Un’energia dirompente dalla scena si espande, dinamica e pulsante, verso gli spettatori seduti sulla gradinata del teatro della Civica Paolo Grassi di Milano. La performance si intitola Meteorologia ed è il risultato di un lavoro sulla capacità della danza di rendere visibile un luogo di relazione esterno al corpo, uno spazio di sperimentazione, in cui essere pronti a scoprire chi si incontra.

Michele Di Stefano, coreografo e performer fondatore del gruppo mk e Leone d’Argento della Biennale Danza 2014, ha curato il progetto insieme al musicista e performer Biagio Caravano, altro nome cardine di mk; in scena i diplomandi del Corso di Teatrodanza della Civica, coordinato da Marinella Guatterini. Uno stralcio dalla motivazione del Leone d’Argento a Di Stefano dà una suggestione per entrare nel mondo di questo artista italiano: «per aver introdotto attraverso la coreografia un corpo vibratile e musicale coincidente con l’immagine dell’uomo in continua osservazione del paesaggio e della geografia. Per aver scelto il linguaggio della danza allo scopo di dar luogo a camminamenti antropologici che ci lasciano intuire la presenza di tribù organizzate per posture, dinamiche irregolari e decostruzione dei perimetri spaziali».

Ed ecco i giovani della Paolo Grassi: arrivano nel buio, in un silenzio che sarà presto invaso dalla musica tra LCD Soundsystem e field recording. Sono dodici e il loro è un moto collettivo potente, fatto di singole dichiarazioni, sfoderate, appunto, per decostruzioni, dinamiche irregolari tali da sembrare disordinate, ma è apparenza; una danza di cui ogni corpo è una scheggia che trafigge lo spazio, aprendolo a una nuova visione.
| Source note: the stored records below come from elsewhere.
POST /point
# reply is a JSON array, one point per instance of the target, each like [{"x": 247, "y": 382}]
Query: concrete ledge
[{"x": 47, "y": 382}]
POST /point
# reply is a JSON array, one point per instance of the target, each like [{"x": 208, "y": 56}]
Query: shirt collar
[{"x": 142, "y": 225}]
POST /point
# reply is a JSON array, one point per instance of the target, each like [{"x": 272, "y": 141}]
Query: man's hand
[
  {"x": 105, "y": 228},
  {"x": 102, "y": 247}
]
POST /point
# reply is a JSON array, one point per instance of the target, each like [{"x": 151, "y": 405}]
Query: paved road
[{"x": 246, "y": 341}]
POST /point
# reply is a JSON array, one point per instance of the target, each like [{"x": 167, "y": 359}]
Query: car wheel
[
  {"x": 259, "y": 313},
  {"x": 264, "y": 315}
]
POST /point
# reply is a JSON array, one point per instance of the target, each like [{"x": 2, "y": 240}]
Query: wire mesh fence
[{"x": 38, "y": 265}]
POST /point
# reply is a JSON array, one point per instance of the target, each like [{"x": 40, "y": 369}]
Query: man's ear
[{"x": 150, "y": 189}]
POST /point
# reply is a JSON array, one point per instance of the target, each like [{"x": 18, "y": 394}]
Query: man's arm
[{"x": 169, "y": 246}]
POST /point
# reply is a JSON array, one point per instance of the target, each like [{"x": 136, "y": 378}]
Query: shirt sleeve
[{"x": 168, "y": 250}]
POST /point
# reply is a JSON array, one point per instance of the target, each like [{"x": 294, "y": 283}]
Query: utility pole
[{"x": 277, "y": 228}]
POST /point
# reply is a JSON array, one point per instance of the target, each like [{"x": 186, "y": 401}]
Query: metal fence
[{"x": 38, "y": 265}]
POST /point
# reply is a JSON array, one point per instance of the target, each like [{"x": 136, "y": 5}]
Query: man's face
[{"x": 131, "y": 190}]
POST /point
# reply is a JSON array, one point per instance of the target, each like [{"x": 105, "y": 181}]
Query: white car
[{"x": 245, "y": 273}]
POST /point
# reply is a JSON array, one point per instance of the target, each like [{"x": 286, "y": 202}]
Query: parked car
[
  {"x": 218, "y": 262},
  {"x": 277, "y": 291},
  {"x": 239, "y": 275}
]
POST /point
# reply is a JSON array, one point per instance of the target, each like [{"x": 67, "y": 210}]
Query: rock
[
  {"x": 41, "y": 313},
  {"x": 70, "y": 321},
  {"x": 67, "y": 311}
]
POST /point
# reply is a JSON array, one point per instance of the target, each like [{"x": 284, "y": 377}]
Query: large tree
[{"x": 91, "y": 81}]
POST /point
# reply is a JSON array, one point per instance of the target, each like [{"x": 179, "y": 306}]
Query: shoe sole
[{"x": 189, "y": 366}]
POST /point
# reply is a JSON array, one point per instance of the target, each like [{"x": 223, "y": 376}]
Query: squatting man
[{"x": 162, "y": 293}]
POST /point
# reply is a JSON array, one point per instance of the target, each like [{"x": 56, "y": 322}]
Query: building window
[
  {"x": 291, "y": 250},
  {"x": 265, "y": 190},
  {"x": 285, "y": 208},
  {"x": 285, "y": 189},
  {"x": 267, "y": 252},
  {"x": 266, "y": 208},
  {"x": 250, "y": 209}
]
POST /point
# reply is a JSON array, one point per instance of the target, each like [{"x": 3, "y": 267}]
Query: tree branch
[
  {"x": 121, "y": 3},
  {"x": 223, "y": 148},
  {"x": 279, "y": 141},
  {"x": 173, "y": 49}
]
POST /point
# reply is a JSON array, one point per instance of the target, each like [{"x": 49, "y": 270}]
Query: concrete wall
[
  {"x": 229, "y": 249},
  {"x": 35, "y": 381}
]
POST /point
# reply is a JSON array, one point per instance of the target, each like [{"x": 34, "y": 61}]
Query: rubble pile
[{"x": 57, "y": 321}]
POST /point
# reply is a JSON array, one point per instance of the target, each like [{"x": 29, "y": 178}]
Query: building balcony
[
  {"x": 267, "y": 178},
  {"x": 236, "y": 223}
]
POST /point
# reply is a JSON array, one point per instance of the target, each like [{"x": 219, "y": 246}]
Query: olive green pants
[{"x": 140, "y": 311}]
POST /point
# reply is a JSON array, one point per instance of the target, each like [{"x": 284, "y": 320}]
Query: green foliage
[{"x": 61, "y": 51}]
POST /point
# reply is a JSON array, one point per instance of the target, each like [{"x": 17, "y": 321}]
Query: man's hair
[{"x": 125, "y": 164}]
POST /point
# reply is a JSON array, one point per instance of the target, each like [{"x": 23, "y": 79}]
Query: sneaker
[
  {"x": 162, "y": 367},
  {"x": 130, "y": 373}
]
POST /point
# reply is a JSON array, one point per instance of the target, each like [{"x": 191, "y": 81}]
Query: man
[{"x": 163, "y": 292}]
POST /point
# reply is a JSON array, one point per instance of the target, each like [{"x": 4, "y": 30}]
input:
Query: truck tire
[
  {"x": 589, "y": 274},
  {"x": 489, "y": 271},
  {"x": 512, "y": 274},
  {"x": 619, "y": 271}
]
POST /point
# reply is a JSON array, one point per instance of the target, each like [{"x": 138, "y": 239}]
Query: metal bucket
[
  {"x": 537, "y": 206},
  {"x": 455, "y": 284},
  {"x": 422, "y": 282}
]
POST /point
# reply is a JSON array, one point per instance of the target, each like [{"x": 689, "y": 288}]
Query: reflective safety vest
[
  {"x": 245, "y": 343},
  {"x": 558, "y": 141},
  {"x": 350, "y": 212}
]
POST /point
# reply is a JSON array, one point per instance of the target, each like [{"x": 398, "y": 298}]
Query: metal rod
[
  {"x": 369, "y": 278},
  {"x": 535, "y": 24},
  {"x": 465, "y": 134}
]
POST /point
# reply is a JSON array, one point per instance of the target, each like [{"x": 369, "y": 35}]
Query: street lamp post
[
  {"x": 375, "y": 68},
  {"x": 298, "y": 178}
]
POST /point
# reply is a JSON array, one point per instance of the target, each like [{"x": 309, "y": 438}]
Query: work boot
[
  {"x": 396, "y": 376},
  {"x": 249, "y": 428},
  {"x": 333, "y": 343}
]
È una danza elettrica segnata da braccia che ruotano proiettando il corpo verso il fuori, da gambe che con slanci chiusi da vigorosi colpi dei piedi evidenziano il territorio che il corpo attraversa, una mistura di impulsi e di moti diversi nei singoli corpi, eppure dichiaratamente partecipi a un tessuto coreografico che trasforma il solo in moltitudine.

La potenza della gioventù è trascinante. Tra i dodici, abbigliati in mutande e magliette colorate, un maschio si distingue su tutti: dalla testa ai piedi è dipinto di nero, brillano nel volto solo i denti e il bianco dell’occhio. Presenza primigenia, esaltazione vitale della diversità, qualcosa di incancellabile dal mondo di cui facciamo parte, che lo si voglia o no. Vediamo nel segno coreografico e performativo di Di Stefano e Caravano e dei ragazzi di Meteorologia quel corpo politico del danzatore di cui ci ha parlato la scorsa settimana Virgilio Sieni.

L’attenzione dei danzatori allo spazio esterno, a ciò che è fuori dal proprio singolo corpo, a chi avviciniamo e a chi ci avvicina, rimette al centro non l’esecuzione per l’esecuzione, ma il corpo come via di conoscenza e trasformazione, il corpo come osservatore dei fenomeni fisici, «corpo meteorologo» quindi, richiamandoci al titolo, perché danzante.
Non è un caso che estratti di Meteorologia abbiano abitato, sempre a Milano, il padiglione vetrato del giardino di Villa Necchi Campiglio, creando all’interno della serra un ambiente coreografico.

Uno spazio rappresentativo del dialogo tra danza e mondo esterno nello sguardo incrociato tra i performer e il pubblico fuori dalle vetrate.